Gable went on to make many more classics, including Gone with the Wind, and died in 1960. His last film was also Marilyn Monroe's last film: The Misfits. Colbert appeared in Cleopatra in 1934, setting the standard for the role for nearly 30 years until Elizabeth Taylor, remained one of the highest-paid actresses into the 1940s, and lived until 1996.

In addition to the aforementioned You Can't Take It With You, Capra would direct "everyman" films like Mr. Deeds Goes to Town, Meet John Doe, Mr. Smith Goes to Washington, and It's a Wonderful Life. He also directed the Why We Fight documentaries for the U.S. Department of War during World War II. He lived until 1991.

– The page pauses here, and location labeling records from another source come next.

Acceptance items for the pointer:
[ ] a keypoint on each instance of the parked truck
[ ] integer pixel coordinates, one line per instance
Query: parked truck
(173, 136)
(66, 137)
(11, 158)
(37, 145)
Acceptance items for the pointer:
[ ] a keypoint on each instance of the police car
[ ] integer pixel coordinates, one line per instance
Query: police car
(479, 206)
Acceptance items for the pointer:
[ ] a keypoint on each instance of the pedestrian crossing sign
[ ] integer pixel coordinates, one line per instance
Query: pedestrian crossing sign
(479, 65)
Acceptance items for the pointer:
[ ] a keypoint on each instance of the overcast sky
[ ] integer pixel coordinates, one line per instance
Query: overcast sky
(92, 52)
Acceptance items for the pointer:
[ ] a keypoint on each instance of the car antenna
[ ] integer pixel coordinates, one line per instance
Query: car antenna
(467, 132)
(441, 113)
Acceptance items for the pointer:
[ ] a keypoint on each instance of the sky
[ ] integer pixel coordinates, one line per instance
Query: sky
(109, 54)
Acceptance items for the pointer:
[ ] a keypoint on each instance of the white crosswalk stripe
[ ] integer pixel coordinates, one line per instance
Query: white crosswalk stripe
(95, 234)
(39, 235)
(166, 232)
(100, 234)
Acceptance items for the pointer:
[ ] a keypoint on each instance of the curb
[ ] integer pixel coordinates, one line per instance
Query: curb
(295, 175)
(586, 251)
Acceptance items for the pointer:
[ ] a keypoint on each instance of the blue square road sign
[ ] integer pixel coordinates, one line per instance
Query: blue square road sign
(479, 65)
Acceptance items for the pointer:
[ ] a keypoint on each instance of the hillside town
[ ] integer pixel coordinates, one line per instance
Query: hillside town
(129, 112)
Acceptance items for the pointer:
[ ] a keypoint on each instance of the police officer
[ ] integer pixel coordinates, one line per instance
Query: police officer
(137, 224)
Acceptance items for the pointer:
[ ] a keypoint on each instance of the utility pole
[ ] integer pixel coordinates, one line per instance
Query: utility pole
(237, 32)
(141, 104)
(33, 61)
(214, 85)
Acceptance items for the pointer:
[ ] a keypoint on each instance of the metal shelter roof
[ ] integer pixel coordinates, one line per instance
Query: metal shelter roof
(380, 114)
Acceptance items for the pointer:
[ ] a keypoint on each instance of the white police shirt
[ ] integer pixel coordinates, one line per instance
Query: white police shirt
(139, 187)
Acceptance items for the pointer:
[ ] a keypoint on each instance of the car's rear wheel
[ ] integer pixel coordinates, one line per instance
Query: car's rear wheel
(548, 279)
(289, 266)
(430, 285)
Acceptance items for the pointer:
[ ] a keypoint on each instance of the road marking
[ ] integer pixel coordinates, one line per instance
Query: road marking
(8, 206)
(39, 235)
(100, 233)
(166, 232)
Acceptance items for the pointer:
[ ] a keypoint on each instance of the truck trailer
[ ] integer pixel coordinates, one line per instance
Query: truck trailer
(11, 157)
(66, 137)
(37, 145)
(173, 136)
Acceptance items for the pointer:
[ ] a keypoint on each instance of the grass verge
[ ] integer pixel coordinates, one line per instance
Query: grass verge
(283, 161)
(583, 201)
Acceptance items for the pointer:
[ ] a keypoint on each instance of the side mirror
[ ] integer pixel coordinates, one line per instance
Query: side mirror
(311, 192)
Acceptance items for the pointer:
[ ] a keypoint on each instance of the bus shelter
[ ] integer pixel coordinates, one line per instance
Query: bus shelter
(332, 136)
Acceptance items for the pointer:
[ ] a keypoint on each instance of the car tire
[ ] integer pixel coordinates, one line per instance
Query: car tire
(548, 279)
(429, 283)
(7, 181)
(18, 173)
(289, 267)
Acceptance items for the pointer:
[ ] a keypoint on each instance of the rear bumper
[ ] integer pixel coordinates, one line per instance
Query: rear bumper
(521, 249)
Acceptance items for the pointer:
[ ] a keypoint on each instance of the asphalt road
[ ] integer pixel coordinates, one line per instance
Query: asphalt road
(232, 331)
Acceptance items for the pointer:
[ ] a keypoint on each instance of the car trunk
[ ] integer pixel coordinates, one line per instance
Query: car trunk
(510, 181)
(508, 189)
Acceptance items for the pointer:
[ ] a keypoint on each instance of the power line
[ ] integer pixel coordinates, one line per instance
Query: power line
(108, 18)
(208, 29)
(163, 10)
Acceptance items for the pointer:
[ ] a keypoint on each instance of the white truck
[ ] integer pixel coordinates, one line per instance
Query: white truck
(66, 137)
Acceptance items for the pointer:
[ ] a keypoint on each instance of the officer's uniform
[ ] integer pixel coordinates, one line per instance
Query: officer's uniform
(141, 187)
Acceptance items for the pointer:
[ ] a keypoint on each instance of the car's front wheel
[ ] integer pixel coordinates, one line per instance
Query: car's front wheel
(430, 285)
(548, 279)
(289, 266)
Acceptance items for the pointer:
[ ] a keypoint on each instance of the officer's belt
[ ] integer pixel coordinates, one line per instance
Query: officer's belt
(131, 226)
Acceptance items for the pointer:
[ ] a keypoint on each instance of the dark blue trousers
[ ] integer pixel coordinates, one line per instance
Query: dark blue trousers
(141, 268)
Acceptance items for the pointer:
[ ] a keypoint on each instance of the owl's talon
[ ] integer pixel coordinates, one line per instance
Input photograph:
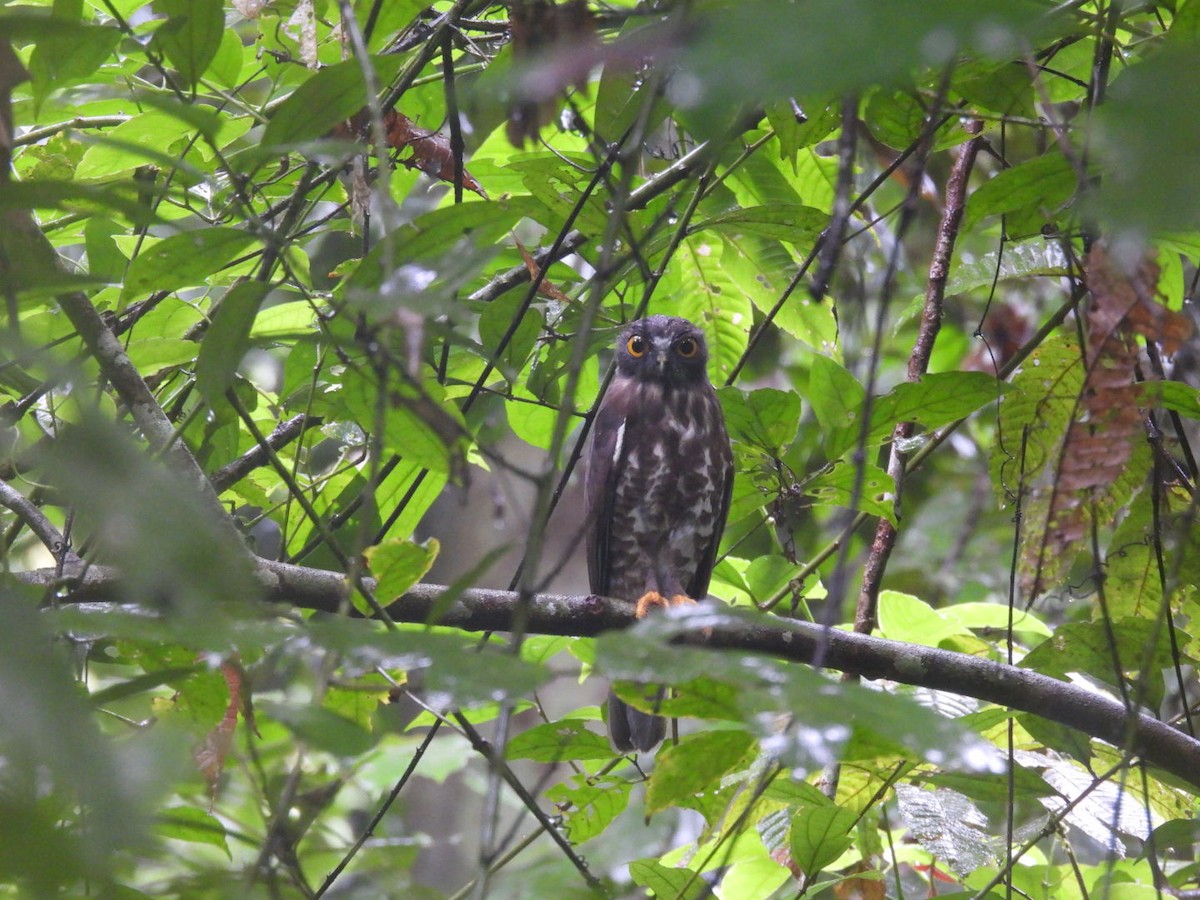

Riskin wrote the screenplays for Mr. Deeds Goes to Town and You Can't Take It With You, and a few others, before a stroke debilitated him in 1950. He died in 1955. Cohn died in 1958, and just about everybody in Hollywood attended his funeral. This led comedian Red Skelton to say, "It proves what Harry always said: Give the public what they want, and they'll come out for it."

The musicals Eve Knew Her Apples in 1945 and You Can't Run Away From It in 1956 are considered remakes, but no one has ever tried a direct remake of It Happened One Night. It's just as well: These days, an heiress simply wouldn't be a sympathetic character, not even if she were as beautiful as Claudette Colbert.

*

February 22, 1934 was a Thursday. Baseball and football were out of season. And the NBA hadn't been founded yet. But the entire NHL was in play that night:

* The New York Rangers beat the Detroit Red Wings, 3-1 at the old Madison Square Garden.

* The New York Americans played the Chicago Black Hawks to a tie, 0-0 at the Chicago Stadium.

* The Montreal Maroons beat the Montreal Canadiens, 1-0 at the Montreal Forum.

* And the Ottawa Senators beat the Boston Bruins, 3-1 at the Boston Garden.